1.   The earth-life is like the phase of the crawling-caterpillar, which feels within itself a something which it cannot express, and which it scarcely understands.
2.   The astral-life is like the phase of the chrysalis, in which the future gorgeous butterfly is being formed, and in which the colored wings already exist in Astral form.
3.   The reincarnated earth-life is like the phase of the butterfly, in which the ideal felt in the first stage and mentally experienced in the second stage becomes fully manifest and active.
 
 
The Law of Karma performs much of its work on the Astral Plane, for there the sole material is plastic and non-resistant, the coarse sheaths of the body being absent.

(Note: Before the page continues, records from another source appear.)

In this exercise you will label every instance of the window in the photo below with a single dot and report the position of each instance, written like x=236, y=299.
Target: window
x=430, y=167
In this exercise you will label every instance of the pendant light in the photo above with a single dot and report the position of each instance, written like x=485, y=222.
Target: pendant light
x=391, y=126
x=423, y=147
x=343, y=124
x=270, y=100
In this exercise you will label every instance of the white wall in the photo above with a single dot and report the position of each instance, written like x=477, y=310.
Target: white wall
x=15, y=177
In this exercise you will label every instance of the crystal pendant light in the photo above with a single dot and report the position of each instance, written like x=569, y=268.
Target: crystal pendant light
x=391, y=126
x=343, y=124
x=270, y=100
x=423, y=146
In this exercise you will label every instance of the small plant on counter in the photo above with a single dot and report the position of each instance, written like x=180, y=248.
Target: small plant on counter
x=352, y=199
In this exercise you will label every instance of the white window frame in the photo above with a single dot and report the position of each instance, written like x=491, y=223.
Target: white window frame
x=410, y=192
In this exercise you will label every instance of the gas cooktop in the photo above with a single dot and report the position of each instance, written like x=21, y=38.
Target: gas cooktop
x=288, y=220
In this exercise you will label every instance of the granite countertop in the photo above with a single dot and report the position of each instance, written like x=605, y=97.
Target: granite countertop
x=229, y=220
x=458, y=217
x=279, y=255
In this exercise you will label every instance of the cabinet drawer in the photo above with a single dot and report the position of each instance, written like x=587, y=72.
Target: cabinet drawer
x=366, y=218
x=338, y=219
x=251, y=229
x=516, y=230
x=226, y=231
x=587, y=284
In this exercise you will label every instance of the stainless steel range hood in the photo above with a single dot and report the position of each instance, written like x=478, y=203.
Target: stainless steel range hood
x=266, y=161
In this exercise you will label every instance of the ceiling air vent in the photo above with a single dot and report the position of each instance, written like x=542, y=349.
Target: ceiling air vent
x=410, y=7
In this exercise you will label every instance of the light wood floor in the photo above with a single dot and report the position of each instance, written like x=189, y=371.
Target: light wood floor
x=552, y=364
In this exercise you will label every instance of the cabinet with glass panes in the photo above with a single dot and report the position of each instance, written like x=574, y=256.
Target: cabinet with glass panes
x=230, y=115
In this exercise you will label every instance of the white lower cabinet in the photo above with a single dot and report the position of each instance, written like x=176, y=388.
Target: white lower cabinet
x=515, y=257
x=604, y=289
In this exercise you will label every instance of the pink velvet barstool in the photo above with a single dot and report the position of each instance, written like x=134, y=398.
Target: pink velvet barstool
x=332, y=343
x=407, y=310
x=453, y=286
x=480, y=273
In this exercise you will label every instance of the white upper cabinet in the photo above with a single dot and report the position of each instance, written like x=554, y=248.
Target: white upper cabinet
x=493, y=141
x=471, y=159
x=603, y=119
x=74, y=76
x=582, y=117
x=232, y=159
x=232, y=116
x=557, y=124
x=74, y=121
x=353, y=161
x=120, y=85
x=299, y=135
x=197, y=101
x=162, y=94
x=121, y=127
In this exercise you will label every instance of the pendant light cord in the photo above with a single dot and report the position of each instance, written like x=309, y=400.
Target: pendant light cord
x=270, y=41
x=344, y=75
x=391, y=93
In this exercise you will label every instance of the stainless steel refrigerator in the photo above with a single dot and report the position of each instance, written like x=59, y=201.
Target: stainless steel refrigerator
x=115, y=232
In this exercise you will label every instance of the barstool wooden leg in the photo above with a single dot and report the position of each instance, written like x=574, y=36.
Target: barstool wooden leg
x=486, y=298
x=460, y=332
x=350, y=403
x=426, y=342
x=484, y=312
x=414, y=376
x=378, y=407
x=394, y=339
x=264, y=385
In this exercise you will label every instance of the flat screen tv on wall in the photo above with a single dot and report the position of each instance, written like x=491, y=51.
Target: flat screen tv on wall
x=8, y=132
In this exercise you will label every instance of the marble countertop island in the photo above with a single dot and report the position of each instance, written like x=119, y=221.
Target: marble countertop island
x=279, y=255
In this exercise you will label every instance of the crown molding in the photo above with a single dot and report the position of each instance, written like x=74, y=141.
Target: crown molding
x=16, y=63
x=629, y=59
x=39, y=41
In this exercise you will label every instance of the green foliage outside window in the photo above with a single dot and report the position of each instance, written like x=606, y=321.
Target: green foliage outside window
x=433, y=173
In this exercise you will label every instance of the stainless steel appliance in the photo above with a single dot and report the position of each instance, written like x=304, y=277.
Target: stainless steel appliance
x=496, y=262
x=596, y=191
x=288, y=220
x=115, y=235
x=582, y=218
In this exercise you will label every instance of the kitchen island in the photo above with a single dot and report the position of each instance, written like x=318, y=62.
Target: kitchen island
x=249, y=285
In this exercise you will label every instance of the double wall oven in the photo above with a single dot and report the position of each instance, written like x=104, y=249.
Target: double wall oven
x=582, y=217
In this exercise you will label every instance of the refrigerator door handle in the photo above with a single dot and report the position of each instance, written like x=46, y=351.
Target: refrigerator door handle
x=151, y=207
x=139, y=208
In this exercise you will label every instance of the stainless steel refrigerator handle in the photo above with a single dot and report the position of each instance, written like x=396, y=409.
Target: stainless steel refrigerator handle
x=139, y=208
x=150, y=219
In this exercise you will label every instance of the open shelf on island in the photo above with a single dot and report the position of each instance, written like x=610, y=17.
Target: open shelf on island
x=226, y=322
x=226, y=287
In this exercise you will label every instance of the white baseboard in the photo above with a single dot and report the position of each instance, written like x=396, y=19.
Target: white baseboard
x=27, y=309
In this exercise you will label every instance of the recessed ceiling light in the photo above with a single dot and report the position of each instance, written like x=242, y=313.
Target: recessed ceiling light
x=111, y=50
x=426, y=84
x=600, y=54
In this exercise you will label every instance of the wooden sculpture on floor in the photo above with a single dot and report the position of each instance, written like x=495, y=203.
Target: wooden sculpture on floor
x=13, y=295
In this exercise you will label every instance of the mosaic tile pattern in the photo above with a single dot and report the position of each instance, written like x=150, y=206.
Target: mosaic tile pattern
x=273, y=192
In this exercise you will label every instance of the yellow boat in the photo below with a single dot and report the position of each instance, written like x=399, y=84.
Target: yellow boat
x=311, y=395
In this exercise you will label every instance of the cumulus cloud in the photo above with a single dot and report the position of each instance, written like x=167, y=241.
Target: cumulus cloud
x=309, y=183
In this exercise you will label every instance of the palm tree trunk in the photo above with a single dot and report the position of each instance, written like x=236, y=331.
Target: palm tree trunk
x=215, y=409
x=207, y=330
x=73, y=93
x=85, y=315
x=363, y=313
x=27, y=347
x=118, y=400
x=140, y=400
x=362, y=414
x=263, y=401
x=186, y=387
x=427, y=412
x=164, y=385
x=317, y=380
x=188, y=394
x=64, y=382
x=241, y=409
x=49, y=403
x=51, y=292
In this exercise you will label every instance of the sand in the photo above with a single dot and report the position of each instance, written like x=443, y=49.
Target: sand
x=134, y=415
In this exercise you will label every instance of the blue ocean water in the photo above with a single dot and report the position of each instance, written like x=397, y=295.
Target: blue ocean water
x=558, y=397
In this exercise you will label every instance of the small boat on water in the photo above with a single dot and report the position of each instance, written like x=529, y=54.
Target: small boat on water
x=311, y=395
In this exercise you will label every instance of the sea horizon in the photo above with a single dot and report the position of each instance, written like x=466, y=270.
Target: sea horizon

And this law is exact and unfailing in its operations — it always brings the seed to fruition, and each seed brings forth only its own appropriate fruit:
 
    “Karma—all that total of a soul
     Which is the thing it did, the thoughts it had,
     The ‘self’ it wove with woof of viewless time
     Crossed on the warp invisible of acts.
 
     Before beginning, and without an end,
     As space eternal and as surety sure,
     Is fixed a Power divine which moves to good,
     Only its laws endure.
 
     That which ye sow, ye reap. See yonder fields
     The sesamum was sesamum, the corn
     The Life Beyond Death Was corn.
     The silence and the darkness knew;
     So is a man’s fate born.
 
     He cometh, reaper of the things he sowed,
     Sesamum, corn, so much cast in past birth;
     And so much weed and poison stuff, which mar
     Him and the aching earth.
 
     If he labor rightly, rooting these,
     And planting wholesome seedlings where they grew,
     Fruitful and fair and clean the ground shall be,
     And rich the harvest due.”
 
»
(Chapter 12)
 
 
 
 
 
 
OBSERVATION
 
In this chapter, William Atkinson continues to tell lies, because he continues to ensure that humans are awake and active in the astral plane, carrying out everything that they most wanted to do during their earthly life, but that they could not do while they were living on the physical plane.
 
But this is false because the masters specified that the vast majority of humans lose consciousness after death and are asleep on the astral plane.
 
And although it is true that the masters added that during the post-mortem sleep, souls can experience and develop what they most desired, but could not achieve during their earthly life, they also specified that this is done in Devachan and not in Astral (which is just a transition zone between the physical world and the divine world).
 
And also William Atkinson makes the mistake of declaring that the Law of Karma performs much of its work on the astral plane, because master Kuthumi specified that when a human dies, negative karma stops temporarily and waits for that human to return to physical life to haunt him again, since the physical world is the place for action, while the Devachan is the place for rest.
 
And surely William Atkinson copied these lies from Charles Leadbeater who was spreading them as you can read in the following extract that appears in chapter three of his book "The life after death and how theosophy unveils it":
 
« On the astral plane the man is free to do precisely what he likes, and can devote his whole time to whatever may be his chosen occupation so long. For example, a man who greatest delight is music, upon the astral plane he has the opportunity of listening to all the grandest music that earth can produce, and is even able under these new conditions to hear far more in it than before, since here other and fuller harmonies than our dull ears can grasp are now within his reach. The man whose delight is in art, who loves beauty in form and color, has all the loveliness of this higher world before him from which to choose. If his fancy turns towards science or history, the libraries and the laboratories of the world are at his disposal. »
 
This book was published in 1912, but Leadbeater had been teaching this long before through lectures he gave on his international tours.